For sites with low interaction depths and short sessions, this implies that web performance engineering might remove as much JS and client-side logic as possible. For other, richer apps, performance engineers might add precisely this sort of payload to reduce session-depth-amortised latency and variance. The tradeoff is contextual and informed by data and business goals.

No silver bullets, only engineering.

Medians Don’t Matter

In the realm of histograms and percentiles, not all improvements are equal.

We now understand our goal to minimise latency and variance in the interactivity loop…but for whom? Going back to our first principle, we understand that performance is the predicate to access. This points us in the right direction. Performance engineers across the computing industry have learned the hard way that the sneaky, customer-impactful latency is waaaaay out in the tail of our distributions. Many teams have reported making performance better at the tail only to see their numbers get worse upon shipping improvements. Why? Fewer bouncing users. That is, more users who get far enough into the experience for the system to boot up enough to report that things are slow (previously, those users wouldn’t even get that far).

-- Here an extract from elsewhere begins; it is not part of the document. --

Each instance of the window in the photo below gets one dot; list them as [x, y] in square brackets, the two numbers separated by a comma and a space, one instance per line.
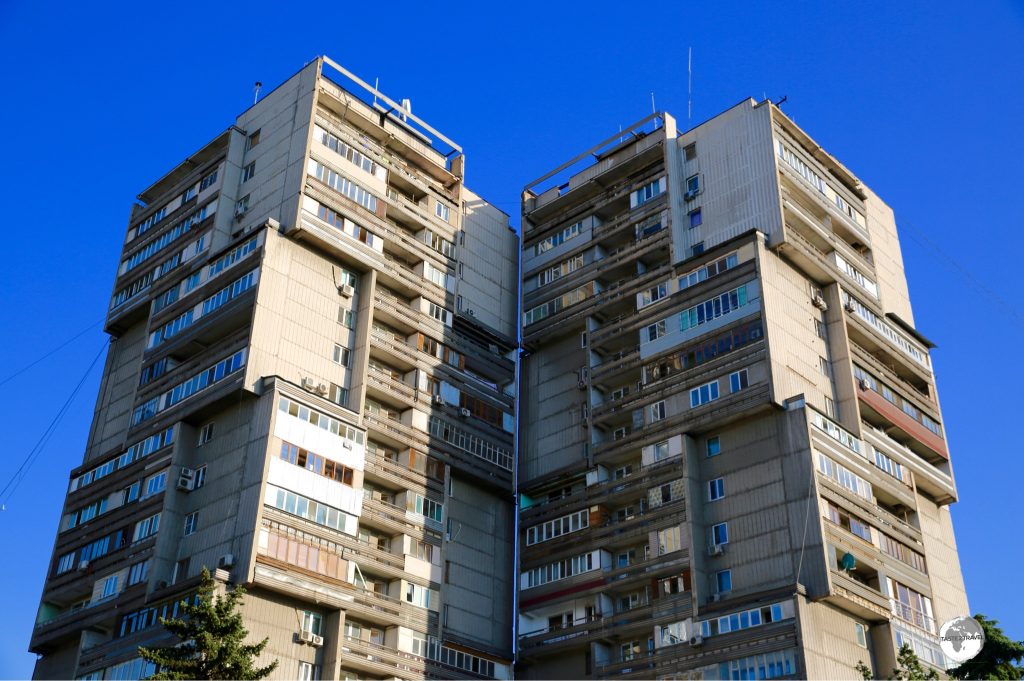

Tail latency is paramount.

Web performance engineers improve latency and variance at the tail of the distribution first and foremost because that is how we make systems accessible, reliable, and equitable.

A Unified Theory

And so we have the three parts of a uniform mission or theory of web performance:

  • The mission of web performance is to expand access to information and services on the web.
  • We do this by reducing latency and variance across all interactions in a user’s session to return the system to an interactive state more reliably.
  • To accomplish this, we work to improve the tail of the distribution because that is how we make systems accessible, reliable, and equitable.

Perhaps a better writer will find a pithier way to encapsulate these values. Still, they are my north star in performance work and serve to unify the many tensions in directing investigative and remediation work. Focus on getting back to interactive for those least enfranchised, at the tail of the distribution, and the rest will work itself out.